Потом я увидел в стороне черный сгоревший телятник. Рядом не было уже ни души.
Поперек дороги снова стали попадаться глубокие коридоры в снегу — высокие, они шли далеко, в них стоял розовый свет.
Так я и не понял, зачем они, прожил тут столько дней и не понял! Я бежал все быстрее — и вдруг снежная стена с одного края обрушилась, и на дорогу выехал трактор. За ним, на стальном тросе, на двух подсунутых жердях-полозьях, ехала огромная гора покрытого снегом сена.

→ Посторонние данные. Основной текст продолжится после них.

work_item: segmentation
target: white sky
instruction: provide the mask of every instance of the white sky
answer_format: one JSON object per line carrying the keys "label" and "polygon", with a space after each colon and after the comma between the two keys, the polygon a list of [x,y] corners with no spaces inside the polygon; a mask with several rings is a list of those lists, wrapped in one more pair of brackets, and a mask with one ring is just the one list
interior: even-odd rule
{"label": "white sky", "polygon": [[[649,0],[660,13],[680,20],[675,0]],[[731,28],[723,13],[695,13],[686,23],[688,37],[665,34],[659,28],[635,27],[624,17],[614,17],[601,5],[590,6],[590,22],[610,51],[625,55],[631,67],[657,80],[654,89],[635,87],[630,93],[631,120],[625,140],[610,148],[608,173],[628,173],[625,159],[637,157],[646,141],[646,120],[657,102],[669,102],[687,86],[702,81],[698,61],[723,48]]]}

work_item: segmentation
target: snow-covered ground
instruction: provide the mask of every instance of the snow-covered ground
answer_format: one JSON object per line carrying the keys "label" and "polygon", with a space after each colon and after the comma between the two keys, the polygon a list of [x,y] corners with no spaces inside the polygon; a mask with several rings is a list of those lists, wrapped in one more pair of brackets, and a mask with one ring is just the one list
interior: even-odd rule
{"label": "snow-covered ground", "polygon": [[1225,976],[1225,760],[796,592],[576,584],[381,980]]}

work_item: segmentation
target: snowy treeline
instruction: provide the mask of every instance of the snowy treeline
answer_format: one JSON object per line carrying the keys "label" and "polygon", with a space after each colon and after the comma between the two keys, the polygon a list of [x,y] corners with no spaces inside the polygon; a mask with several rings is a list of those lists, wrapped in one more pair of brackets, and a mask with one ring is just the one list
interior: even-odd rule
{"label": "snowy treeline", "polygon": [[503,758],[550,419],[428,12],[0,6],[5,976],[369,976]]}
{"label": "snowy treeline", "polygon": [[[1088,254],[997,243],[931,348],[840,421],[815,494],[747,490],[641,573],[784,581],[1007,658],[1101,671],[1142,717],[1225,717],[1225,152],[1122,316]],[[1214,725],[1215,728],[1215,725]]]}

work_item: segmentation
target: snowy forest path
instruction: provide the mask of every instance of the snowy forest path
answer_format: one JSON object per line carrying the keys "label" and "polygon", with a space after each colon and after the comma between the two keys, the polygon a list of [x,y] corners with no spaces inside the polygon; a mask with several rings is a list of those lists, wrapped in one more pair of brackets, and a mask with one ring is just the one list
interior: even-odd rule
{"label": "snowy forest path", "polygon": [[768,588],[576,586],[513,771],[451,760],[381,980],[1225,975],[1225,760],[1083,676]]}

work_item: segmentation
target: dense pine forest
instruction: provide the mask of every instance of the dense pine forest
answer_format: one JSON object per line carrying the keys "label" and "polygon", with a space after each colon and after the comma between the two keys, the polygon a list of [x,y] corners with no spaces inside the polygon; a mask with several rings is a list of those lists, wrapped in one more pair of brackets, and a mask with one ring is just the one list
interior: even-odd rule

Трактор переехал дорогу, протащил за собой темную, мохнатую, пахучую скирду и, разрушив другую снежную стену, ушел туда, оставляя тот самый глубокий, ровный коридор с розовым светом в нем.
На дереве, зацепившись, осталась смерзшаяся, сверкающая прядь сена. Я посмотрел на нее и побежал дальше.